И вот теперь предстояло пережить еще один праздник. Боги, дайте сил перенести его и не сделать какую-нибудь глупость.
Наследующий день, едва только стемнело, Арэлл, одетая в новый хитон с золотым шитьем по краю и полупрозрачную паллу, полулежала в носилках рядом с Лоллой. Будущая золовка, почти невидимая в душном полумраке, ерзала от нетерпения на подушках, цепляясь своими жемчугами за одежду элланки, и болтала без умолку.

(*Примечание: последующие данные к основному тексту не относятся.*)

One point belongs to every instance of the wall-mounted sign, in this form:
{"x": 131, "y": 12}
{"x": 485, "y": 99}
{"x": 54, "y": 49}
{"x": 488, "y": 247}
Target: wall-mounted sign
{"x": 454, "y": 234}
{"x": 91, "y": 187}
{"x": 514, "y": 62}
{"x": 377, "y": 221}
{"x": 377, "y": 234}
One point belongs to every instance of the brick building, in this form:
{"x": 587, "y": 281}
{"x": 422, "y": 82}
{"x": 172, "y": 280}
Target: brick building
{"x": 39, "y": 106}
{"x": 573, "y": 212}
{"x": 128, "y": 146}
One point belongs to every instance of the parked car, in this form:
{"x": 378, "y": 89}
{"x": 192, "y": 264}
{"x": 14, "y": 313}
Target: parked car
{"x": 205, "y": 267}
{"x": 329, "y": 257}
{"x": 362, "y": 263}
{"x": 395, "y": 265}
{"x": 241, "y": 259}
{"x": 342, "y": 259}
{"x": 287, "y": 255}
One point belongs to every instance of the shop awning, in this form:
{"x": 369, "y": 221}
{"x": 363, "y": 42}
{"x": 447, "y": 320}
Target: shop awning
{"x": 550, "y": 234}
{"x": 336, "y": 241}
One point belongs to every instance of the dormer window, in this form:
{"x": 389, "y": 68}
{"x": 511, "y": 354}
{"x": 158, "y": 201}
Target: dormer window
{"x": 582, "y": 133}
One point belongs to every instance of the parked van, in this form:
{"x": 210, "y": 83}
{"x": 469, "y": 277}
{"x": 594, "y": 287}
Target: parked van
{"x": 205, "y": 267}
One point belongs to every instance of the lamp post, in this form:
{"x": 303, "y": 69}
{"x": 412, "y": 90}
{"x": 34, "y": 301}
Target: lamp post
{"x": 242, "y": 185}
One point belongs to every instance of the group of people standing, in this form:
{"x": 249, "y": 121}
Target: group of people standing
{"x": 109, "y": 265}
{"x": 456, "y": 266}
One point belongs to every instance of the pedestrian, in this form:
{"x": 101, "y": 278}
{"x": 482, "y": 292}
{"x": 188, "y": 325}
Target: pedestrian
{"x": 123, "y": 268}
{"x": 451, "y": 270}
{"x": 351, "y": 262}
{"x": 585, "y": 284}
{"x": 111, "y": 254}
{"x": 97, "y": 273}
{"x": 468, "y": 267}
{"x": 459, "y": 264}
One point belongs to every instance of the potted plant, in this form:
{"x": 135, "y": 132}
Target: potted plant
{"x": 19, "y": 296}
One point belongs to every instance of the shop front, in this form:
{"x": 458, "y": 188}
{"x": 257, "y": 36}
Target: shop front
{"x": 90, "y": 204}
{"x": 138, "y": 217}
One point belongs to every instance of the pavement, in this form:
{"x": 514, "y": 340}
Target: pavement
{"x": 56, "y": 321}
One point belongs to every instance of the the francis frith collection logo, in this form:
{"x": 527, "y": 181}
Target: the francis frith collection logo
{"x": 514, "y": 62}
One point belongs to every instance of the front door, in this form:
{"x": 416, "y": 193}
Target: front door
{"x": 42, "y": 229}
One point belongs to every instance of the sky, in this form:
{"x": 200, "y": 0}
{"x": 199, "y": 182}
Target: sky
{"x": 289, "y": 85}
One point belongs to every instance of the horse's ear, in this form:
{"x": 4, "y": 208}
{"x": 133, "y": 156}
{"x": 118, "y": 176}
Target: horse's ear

О том, как она счастлива; какой у нее замечательный брат и как приятно прокатиться ночью на корабле. Слушая ее легкомысленное трещание, Арэлл впала в легкое равнодушное оцепенение и с трудом подавляла нервную зевоту. Носилки чуть покачивались, полоски света просачивались сквозь неплотно задернутые занавески, слышалось сдержанное гудение толпы и крики солдат, требующих освободить дорогу. Как всегда, в самый неподходящий момент потянуло в сон, и, вместо того чтобы подремать на уютном ложе перед открытым окном, приходилось тащиться на глупый праздник. Изображать там веселье и удовольствие. «Зачем я притворяюсь?! Зачем вообще согласилась ехать?! Машинально. По привычке. Чтобы не быть одной. Чтобы не думать и не выискивать в привычных вещах признаки смерти».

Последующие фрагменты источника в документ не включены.